The American Journal of Gastroenterology | 2006
Cecilia Gavazzi; Sherrie Bhoori; Salvatore LoVullo; Cozzi G; Luigi Mariani
OBJECTIVES:The management of chronic radiation enteritis (CRE) is difficult and often controversial. The aim of the study was to compare long-term outcome of patients with radiation-induced intestinal obstruction treated either surgically or with intestinal rest and home parenteral nutrition (HPN).METHODS:Thirty patients, with mechanical bowel obstruction due to CRE, were retrospectively included in the study and divided in two groups according to the first treatment approach. Seventeen patients underwent surgery (S group) and 13 patients were supported with HPN (HPN group). Survival, nutrition autonomy, number of surgeries, related complications and persistence of symptoms were evaluated in the two groups.
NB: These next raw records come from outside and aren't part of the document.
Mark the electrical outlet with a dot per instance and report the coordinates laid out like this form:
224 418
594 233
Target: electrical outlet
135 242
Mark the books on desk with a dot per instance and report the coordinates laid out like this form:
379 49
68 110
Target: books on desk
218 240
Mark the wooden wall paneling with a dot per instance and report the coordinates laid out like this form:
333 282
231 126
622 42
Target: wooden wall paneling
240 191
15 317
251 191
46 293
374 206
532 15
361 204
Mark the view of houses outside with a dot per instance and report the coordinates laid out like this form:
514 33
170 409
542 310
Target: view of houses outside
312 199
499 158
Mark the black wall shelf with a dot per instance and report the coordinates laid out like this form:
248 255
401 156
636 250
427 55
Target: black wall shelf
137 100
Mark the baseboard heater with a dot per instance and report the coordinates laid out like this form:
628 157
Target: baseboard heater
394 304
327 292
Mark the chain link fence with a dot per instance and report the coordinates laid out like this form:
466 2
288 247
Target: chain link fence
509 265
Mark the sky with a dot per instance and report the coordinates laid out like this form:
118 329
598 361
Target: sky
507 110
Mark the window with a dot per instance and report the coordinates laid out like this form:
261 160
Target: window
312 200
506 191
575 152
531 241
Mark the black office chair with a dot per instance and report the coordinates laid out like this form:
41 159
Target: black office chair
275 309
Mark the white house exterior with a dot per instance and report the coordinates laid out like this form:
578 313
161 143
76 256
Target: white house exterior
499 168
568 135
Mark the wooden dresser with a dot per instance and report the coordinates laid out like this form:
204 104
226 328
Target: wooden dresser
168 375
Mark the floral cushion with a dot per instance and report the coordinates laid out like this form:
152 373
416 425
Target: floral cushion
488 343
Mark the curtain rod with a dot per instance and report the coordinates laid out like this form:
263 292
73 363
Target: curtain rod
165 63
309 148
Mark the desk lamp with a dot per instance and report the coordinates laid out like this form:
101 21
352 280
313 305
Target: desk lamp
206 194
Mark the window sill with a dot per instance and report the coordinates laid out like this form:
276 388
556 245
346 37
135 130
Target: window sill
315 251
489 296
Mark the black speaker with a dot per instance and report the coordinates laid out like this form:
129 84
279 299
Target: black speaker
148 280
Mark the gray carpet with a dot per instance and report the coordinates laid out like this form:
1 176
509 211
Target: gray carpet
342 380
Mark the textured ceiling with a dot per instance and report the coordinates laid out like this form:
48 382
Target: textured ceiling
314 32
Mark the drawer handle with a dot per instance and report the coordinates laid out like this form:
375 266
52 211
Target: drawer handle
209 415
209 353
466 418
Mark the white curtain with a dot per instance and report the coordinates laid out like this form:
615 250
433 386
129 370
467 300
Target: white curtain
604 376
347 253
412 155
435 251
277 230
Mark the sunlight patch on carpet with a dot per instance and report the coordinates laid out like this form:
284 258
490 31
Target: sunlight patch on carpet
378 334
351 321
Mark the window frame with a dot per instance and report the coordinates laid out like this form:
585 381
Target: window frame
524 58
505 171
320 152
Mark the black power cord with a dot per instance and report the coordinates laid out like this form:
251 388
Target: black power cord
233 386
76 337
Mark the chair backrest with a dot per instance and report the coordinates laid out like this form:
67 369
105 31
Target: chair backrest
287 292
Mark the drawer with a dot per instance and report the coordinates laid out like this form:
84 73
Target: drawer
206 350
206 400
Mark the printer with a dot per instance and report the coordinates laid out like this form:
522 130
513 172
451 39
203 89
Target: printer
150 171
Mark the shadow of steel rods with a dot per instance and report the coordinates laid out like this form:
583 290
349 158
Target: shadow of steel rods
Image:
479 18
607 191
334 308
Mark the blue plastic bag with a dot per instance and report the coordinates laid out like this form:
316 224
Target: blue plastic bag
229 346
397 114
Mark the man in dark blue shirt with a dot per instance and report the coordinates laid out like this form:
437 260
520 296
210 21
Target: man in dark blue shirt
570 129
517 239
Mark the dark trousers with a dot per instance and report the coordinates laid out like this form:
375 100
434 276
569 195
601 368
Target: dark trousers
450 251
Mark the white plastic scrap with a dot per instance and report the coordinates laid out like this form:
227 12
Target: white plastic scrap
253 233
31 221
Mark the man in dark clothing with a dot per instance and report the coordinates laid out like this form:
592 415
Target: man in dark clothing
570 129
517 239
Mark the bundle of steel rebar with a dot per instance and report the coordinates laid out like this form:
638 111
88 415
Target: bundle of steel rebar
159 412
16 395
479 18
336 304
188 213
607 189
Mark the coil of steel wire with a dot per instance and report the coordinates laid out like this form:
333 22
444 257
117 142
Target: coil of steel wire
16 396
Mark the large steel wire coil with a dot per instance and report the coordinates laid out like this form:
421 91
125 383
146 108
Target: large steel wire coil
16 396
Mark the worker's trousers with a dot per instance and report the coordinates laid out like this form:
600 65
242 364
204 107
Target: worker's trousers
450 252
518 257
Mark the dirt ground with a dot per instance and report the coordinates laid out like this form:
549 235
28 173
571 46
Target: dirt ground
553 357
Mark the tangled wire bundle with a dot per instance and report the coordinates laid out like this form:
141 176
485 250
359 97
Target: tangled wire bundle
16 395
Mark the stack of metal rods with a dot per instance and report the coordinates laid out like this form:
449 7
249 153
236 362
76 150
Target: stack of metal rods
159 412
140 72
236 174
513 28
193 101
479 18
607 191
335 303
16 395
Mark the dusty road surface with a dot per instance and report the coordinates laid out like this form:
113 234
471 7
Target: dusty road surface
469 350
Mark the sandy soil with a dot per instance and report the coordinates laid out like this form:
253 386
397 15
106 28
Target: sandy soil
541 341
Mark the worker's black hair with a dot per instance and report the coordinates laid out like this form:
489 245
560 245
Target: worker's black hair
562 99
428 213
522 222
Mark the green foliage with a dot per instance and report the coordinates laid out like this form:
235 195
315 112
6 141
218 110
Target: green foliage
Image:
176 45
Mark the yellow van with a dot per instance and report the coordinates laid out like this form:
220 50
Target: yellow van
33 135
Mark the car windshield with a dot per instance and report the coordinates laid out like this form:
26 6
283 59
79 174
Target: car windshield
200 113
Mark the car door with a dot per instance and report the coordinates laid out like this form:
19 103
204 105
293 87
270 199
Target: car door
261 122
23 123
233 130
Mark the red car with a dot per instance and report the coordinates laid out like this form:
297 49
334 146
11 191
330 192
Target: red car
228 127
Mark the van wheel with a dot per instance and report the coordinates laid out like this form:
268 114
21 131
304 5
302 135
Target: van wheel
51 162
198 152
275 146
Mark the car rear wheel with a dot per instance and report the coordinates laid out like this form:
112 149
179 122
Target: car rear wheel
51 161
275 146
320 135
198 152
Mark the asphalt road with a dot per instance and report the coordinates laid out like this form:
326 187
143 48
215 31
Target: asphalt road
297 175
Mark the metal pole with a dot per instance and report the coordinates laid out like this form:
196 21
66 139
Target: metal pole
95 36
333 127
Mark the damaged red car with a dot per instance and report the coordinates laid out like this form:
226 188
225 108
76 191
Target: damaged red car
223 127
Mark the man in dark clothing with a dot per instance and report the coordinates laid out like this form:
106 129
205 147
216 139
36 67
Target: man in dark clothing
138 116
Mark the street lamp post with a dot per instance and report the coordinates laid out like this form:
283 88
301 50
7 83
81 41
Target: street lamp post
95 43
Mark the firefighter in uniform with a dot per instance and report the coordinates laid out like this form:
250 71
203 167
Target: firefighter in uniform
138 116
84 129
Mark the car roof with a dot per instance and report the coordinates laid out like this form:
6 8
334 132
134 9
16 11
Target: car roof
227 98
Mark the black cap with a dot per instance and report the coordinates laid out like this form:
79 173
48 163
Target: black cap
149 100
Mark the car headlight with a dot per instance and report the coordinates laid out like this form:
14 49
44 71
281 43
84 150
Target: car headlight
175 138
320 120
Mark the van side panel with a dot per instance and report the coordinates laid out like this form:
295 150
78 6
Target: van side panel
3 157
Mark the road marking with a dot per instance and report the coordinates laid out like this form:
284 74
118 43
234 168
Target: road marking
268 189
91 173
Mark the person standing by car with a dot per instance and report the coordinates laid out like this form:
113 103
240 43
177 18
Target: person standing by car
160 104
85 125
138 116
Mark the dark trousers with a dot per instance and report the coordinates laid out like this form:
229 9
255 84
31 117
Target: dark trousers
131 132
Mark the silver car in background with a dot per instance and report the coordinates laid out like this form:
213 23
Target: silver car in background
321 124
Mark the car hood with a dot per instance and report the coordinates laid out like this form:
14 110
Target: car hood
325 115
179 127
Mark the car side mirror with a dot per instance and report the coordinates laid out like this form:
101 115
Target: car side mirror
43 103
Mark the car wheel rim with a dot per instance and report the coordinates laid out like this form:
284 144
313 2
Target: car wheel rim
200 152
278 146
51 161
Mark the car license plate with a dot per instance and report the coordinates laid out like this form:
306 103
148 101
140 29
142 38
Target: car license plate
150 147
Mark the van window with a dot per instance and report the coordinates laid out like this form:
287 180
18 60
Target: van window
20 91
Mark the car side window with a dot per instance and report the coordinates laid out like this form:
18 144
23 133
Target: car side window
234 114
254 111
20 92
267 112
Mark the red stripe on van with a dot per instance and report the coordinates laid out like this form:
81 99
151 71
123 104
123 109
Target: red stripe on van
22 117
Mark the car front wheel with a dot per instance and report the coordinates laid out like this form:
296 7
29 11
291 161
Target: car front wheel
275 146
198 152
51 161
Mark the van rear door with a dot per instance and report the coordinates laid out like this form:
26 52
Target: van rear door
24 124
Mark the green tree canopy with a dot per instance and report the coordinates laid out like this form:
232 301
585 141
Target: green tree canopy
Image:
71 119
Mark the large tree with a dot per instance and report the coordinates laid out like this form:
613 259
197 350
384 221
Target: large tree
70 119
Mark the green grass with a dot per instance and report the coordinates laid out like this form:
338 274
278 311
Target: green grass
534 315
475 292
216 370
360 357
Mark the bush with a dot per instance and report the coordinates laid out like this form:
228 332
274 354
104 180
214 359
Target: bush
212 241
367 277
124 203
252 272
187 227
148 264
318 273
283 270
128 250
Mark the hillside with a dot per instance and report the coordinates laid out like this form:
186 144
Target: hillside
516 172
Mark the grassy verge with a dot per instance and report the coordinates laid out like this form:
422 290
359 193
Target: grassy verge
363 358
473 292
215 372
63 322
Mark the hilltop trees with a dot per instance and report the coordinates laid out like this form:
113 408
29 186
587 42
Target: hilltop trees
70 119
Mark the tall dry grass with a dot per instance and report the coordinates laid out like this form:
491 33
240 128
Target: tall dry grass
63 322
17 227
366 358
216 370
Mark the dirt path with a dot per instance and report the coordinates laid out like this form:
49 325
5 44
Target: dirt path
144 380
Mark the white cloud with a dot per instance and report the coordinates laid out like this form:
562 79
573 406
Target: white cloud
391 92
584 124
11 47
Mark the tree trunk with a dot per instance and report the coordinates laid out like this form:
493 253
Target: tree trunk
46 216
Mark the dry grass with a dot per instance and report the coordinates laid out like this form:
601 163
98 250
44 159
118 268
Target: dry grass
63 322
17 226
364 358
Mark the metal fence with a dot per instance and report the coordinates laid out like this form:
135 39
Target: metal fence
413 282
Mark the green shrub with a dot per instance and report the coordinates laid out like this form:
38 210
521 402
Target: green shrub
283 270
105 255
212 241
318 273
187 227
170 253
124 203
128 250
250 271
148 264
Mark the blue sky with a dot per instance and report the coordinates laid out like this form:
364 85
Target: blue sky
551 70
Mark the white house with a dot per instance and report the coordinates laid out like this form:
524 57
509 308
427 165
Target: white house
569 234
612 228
Associations between factors and treatment group were assessed by means of the Wilcoxon rank sum test for continuous variables and the Fisher exact test for categorical variables. Overall survival was calculated using the Kaplan-Meier method.RESULTS:The two groups were similar in terms of age, dose of radiation therapy, time of occurrence and degree of signs and symptoms. 7/13 patients in the HPN group resolved the obstruction without surgery. 10/17 patients of the S group developed intestinal failure which required HPN. Nutrition autonomy was achieved in 100% and 58.8% of HPN and S group respectively (p = 0.01). The overall five-year survival was 90.0% and 68.4% respectively in the HPN and S group (p = 0.0231).CONCLUSIONS:Both HPN and surgery are often necessary in patients with chronic radiation-induced intestinal obstruction. However, the long term nutrition autonomy and survival seem to be better in patients initially treated with intestinal rest and HPN.